Hotelier and restaurateur Loh Lik Peng also expects some pressure on room rates, “which probably peaked two to three years ago”.

He was one of the first movers in the heritage boutique hotel segment here – he opened Hotel 1929 in Keong Saik Road in 2003. He has since sold the hotel, but continues to manage it as well as other signature inns – the New Majestic in Bukit Pasoh Road and Wanderlust in Little India – under Unlisted Collection, where he is a director. He said the three hotels here had “done okay”, with average occupancy rates of around 80 per cent despite there being more players in the market.

Unlisted Collection, which also runs hotels in London, Shanghai and Sydney, is unlikely to embark on new investment ventures in the next 12 months. It recently opened The Old Clare Hotel in Sydney.

But hospitality chain Hotel Clover plans to open one hotel here this year, plus one each in Bangkok and Shanghai. The home-grown brand has four hotels in Singapore with a total of 214 rooms.

Group vice-chairman Lee Soon Tai says it will be more active in seeking growth in China and Thailand, and it is also considering Indonesia and Myanmar. He is excited about its project in Shanghai, not far from the upcoming Disneyland.

“There is a slowdown, but there is a huge local market – that’s why we are going in,” he says, remaining optimistic despite the slowing Chinese economy.

Hotel Clover’s outlets in Singapore – located in North Bridge Road, Jalan Sultan, Hong Kong Street and South Bridge Road – have an average occupancy rate of about 80 per cent and average room rates of S$180 to S$200.

Dr Lee says the company is looking at new business ideas and might set up a “maternity home” – a confinement centre for new mothers who, according to some traditional beliefs, need to stay indoors for a month and have special dietary requirements.

The three boutique hotel operators told The Straits Times that staying nimble and keeping operations lean would be key to weathering the tough times.

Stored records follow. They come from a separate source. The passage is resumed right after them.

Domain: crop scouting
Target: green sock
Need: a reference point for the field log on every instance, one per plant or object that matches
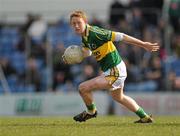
(91, 108)
(141, 113)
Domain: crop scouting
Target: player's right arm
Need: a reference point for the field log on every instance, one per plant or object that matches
(86, 52)
(117, 36)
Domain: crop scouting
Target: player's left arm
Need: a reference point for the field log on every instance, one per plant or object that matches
(117, 36)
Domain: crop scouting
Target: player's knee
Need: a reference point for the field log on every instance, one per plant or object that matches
(82, 88)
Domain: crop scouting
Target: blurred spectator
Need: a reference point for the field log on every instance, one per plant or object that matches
(33, 74)
(37, 30)
(6, 67)
(24, 31)
(174, 13)
(62, 73)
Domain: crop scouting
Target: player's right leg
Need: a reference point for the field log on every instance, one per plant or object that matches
(131, 104)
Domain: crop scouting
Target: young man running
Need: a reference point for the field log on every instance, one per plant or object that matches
(99, 43)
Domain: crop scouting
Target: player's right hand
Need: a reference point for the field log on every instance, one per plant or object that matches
(64, 60)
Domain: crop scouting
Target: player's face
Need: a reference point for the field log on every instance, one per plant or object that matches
(78, 25)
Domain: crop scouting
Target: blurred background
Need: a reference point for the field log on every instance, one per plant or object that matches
(35, 33)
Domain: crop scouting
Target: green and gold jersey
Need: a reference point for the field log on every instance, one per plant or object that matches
(99, 41)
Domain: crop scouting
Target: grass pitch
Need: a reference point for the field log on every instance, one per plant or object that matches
(100, 126)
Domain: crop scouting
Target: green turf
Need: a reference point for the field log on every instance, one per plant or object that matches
(101, 126)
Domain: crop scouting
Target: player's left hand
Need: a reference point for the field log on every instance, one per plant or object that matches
(151, 46)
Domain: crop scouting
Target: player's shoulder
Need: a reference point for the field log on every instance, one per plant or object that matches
(99, 30)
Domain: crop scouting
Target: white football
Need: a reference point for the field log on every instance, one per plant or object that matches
(73, 54)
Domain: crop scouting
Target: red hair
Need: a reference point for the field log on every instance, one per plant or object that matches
(78, 13)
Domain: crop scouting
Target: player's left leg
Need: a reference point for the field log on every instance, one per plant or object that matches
(131, 104)
(85, 89)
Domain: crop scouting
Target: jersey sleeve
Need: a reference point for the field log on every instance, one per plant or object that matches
(104, 34)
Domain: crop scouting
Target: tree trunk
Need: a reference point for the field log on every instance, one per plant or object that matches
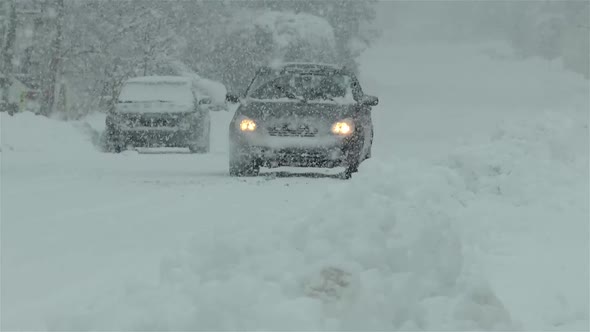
(8, 51)
(52, 86)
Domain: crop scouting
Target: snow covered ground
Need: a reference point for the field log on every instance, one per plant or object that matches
(472, 214)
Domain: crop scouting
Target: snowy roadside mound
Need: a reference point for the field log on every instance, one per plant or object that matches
(27, 132)
(528, 189)
(381, 254)
(529, 159)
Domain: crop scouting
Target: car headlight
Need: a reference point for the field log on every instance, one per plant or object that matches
(247, 125)
(344, 127)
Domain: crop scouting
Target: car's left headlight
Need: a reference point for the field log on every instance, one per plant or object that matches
(343, 127)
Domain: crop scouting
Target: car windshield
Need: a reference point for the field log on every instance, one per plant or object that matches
(170, 92)
(303, 86)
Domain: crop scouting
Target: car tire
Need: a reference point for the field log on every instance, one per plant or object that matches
(197, 148)
(239, 167)
(353, 159)
(113, 142)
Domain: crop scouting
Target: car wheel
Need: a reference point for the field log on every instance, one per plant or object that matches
(199, 147)
(242, 167)
(113, 142)
(353, 159)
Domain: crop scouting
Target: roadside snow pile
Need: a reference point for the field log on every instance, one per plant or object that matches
(528, 189)
(27, 132)
(380, 254)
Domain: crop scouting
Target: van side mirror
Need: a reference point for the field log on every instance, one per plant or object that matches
(205, 101)
(368, 100)
(232, 98)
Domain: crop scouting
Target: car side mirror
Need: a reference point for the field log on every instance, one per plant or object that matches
(368, 100)
(205, 101)
(232, 98)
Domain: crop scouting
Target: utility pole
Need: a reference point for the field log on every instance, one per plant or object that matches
(8, 53)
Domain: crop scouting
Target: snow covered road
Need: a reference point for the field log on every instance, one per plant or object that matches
(473, 214)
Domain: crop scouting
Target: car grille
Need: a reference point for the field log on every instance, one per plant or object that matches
(152, 121)
(290, 131)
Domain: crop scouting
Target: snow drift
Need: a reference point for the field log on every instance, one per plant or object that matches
(399, 268)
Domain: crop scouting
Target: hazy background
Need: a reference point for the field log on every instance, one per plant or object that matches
(71, 56)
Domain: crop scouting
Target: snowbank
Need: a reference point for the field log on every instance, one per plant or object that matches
(417, 260)
(400, 267)
(27, 132)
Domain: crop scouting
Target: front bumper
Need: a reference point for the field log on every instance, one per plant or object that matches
(326, 152)
(156, 137)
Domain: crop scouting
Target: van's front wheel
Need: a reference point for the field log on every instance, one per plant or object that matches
(239, 166)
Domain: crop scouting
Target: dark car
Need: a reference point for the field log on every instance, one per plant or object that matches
(158, 111)
(301, 115)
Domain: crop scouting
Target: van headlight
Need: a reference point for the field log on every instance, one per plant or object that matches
(343, 127)
(247, 125)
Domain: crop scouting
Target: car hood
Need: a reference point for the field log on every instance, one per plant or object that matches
(152, 108)
(295, 111)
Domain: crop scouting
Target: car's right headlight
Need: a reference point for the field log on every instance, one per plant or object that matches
(343, 127)
(247, 125)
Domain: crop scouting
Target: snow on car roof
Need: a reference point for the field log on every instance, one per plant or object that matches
(307, 65)
(159, 79)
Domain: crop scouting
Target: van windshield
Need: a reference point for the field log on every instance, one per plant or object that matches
(170, 92)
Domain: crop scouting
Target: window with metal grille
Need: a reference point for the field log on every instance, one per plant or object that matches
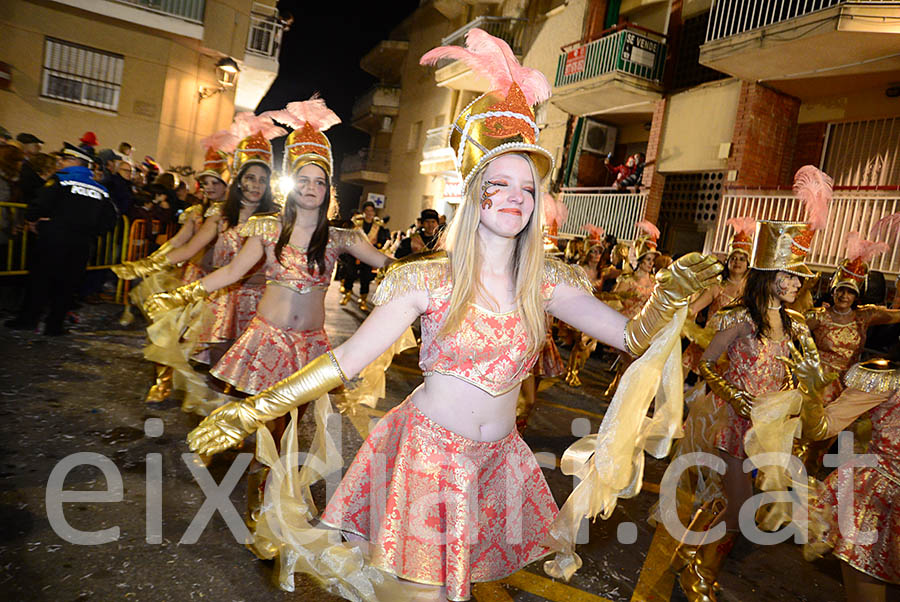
(863, 153)
(81, 75)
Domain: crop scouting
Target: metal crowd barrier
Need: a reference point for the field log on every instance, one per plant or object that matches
(128, 241)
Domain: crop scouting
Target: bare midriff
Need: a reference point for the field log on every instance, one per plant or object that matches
(286, 308)
(465, 409)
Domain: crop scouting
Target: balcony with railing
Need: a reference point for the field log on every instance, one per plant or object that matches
(616, 213)
(618, 72)
(187, 10)
(264, 37)
(376, 109)
(437, 156)
(455, 75)
(849, 211)
(366, 166)
(789, 43)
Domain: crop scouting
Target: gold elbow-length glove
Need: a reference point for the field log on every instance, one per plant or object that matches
(811, 381)
(741, 401)
(183, 295)
(674, 287)
(230, 424)
(142, 268)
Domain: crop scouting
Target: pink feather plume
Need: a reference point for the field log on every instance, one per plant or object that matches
(594, 232)
(860, 248)
(742, 225)
(312, 111)
(246, 123)
(648, 228)
(814, 187)
(492, 58)
(555, 212)
(223, 140)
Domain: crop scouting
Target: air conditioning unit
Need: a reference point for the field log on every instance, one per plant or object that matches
(598, 137)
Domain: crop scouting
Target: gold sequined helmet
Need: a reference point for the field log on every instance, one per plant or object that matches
(501, 121)
(784, 245)
(306, 143)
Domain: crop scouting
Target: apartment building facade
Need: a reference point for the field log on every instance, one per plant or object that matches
(159, 74)
(723, 97)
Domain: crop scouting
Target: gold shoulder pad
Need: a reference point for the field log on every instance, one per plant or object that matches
(262, 223)
(344, 237)
(558, 272)
(421, 271)
(729, 316)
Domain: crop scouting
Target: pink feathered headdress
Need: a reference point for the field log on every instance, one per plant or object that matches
(493, 59)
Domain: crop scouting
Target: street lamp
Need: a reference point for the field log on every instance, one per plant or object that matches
(227, 71)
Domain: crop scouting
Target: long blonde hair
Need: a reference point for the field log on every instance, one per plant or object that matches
(461, 244)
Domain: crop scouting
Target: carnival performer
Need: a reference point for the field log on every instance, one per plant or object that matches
(157, 276)
(862, 530)
(372, 227)
(482, 302)
(590, 263)
(717, 297)
(753, 335)
(839, 329)
(632, 289)
(549, 363)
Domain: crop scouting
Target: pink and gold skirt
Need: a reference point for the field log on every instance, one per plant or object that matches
(730, 438)
(442, 509)
(875, 509)
(233, 309)
(266, 354)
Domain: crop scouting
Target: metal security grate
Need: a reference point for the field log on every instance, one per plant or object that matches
(863, 153)
(692, 197)
(81, 75)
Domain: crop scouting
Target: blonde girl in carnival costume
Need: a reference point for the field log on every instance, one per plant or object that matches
(482, 303)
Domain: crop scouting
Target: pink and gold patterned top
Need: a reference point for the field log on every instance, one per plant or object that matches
(293, 270)
(840, 344)
(753, 364)
(633, 293)
(489, 350)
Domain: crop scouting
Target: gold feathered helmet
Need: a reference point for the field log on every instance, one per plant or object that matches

Initiatives could include outsourcing certain functions such as laundry and having employees take on multiple roles.

“Being boutique hotels, we are more flexible. We can make decisions and change policies easily, unlike the big boys,” Dr Lee notes.

Another way to boost productivity is to harness technology. However, the costs involved are usually higher for boutique hotels, as many software packages and systems are designed for large hotels, Loh says.

“You could have remote monitoring of the premises instead of having security guards running around everywhere, or software for rostering of your staff,” he says.

For JL Asia and Hotel Clover, having their hotels located in areas where there are plenty of food and entertainment options means they do not need to provide large restaurants or elaborate banquet services, which helps keep staff headcount down.

Heritage hotels also attract local visitors, which helps support occupancy rates. About 20 per cent of the guests at Kam Leng Hotel, for example, are Singaporeans.

Loh says: “I feel there is that resilience in our industry, but we don’t take anything for granted. Who knows what’s around the corner?”